À elle seule, cette pièce est pour mon enfance un univers qu’à mon intention tu aurais créé. Ces murs, ce n’est pas toi qui les as fait sortir de terre ni monter jusqu’à la hauteur où poutres, solives et plafond les réunissent pour nous mettre à l’abri du vent qui souffle horizontalement, de la pluie et de la neige qui obéissent à la verticale, sauf lorsqu’elles sont contrariées par le vent. Mais il ne les domine jamais au point de leur imposer sa propre direction, et elles ne restent pas tellement libres qu’elles puissent conserver la leur. Elles vont alors suivant une ligne oblique dont ne s’effraient ni les murs droits, ni le toit en pente douce. Tu n’es responsable de l’existence ni des murs, ni des plafonds, ni du toit. Mais ces meubles, mais ces mille objets dont chacun occupe la place qui lui fut assignée sur la cheminée, dans les armoires, dans les placards, sur la table, c’est à toi que les doit la maison. Ce sont eux qui lui donnent sa physionomie personnelle. Ils sont si nombreux que mon enfance ne se familiarise pas également avec tous. Ils sont si nécessaires qu’elle n’imagine pas qu’un seul d’entre eux puisse lui manquer. Ils sont si beaux dans leur utilité qu’ils semblent avoir été créés exprès pour nous, comme notre monde avec ses eaux, ses bois et ses jardins a été fait pour être le paradis terrestre de l’homme. Ici c’est toi qui es le maître. Tu entres avec tes sabots. Ils sont si lourds que je ne puis soulever les deux à la fois. Dans un seul, mes deux pieds tiendraient facilement.

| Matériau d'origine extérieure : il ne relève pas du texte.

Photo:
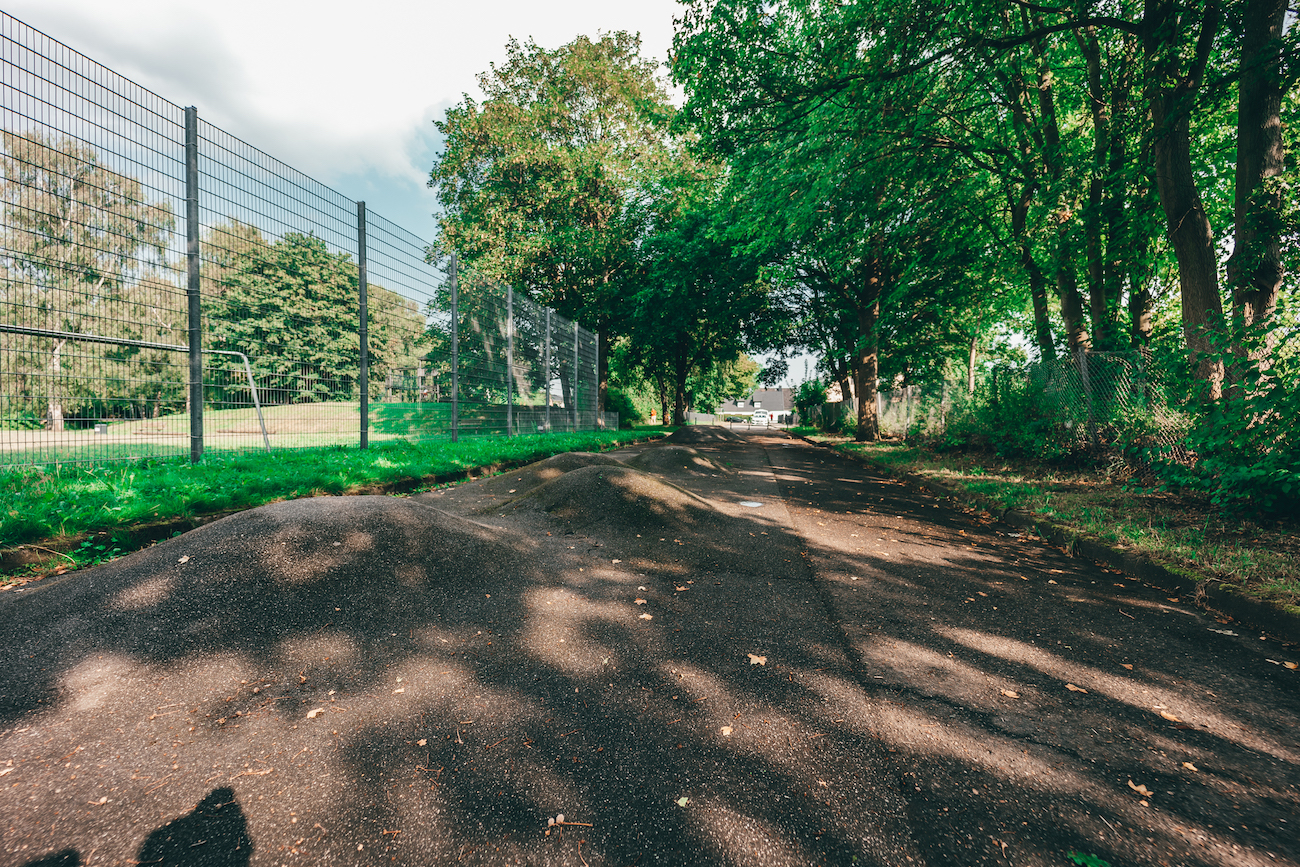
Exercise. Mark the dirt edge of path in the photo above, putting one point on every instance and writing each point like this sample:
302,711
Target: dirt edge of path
1209,594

Et il n’y a pas que cette pièce. Juste en face de la porte d’entrée et séparant les deux alcôves, voici un corridor étroit et court. Ceux qui entrent ici pour la première fois peuvent penser qu’il conduit à la cave. Mais nous savons que la cave est plus loin et qu’on trouve, après avoir suivi le corridor, une deuxième pièce qui est comme une autre maison. Deux vieux l’habitaient, que j’ai vus sans les voir, à l’époque où mes yeux s’ouvraient. On les appelait le père et la mère Louis. Je sais qu’ils étaient l’un et l’autre très vieux. Leur place eût été plutôt dans la chaumière enfumée d’un village ; mais, de cette pièce où ils vivaient, ils n’avaient pas eu de peine à faire comme une chaumière. Avec sa grande cheminée où deux pierres plates remplaçaient les chenets, ses quelques meubles anciens et ses murs non recouverts de papier, elle eût fait bonne figure auprès de la ferme de ton enfance. Les deux vieux s’en sont allés nous savons bien où : ils n’en reviendront pas. On a abattu la mince cloison de briques qui fermait le petit corridor. Nous nous sommes agrandis : nous avons loué la maison où vivaient le père et la mère Louis. Elle a sa porte et sa fenêtre percées dans le mur gouttereau qui regarde le sud-ouest : en été, le soleil ne les visite qu’à partir de dix heures du matin ; l’hiver c’est seulement en allant se coucher qu’il leur dit bonsoir. Ainsi nous avons deux demeures bien différentes, quoique abritées sous ce même toit ; celle de la ville, dirais-je, et celle du village à qui le séjour et le souvenir du père et de la mère Louis donnent un cachet d’ancienneté qui me la rend chère. Dirai-je encore que c’est elle que je préfère ? Elle sert de cuisine, de salle à manger, de buanderie les jours de lessive, et de chambre de débarras. Derrière un rideau sont accrochés des vêtements. D’être tout près de la cave ses murs suintent, et par larges plaques le plâtre gonfle et menace de tomber. Il y a au plafond des taches d’humidité et de fumée. En toute saison il y fait froid. L’hiver nous n’y allumons de feu que par les très grandes gelées : nous nous tenons dans la maison de ville.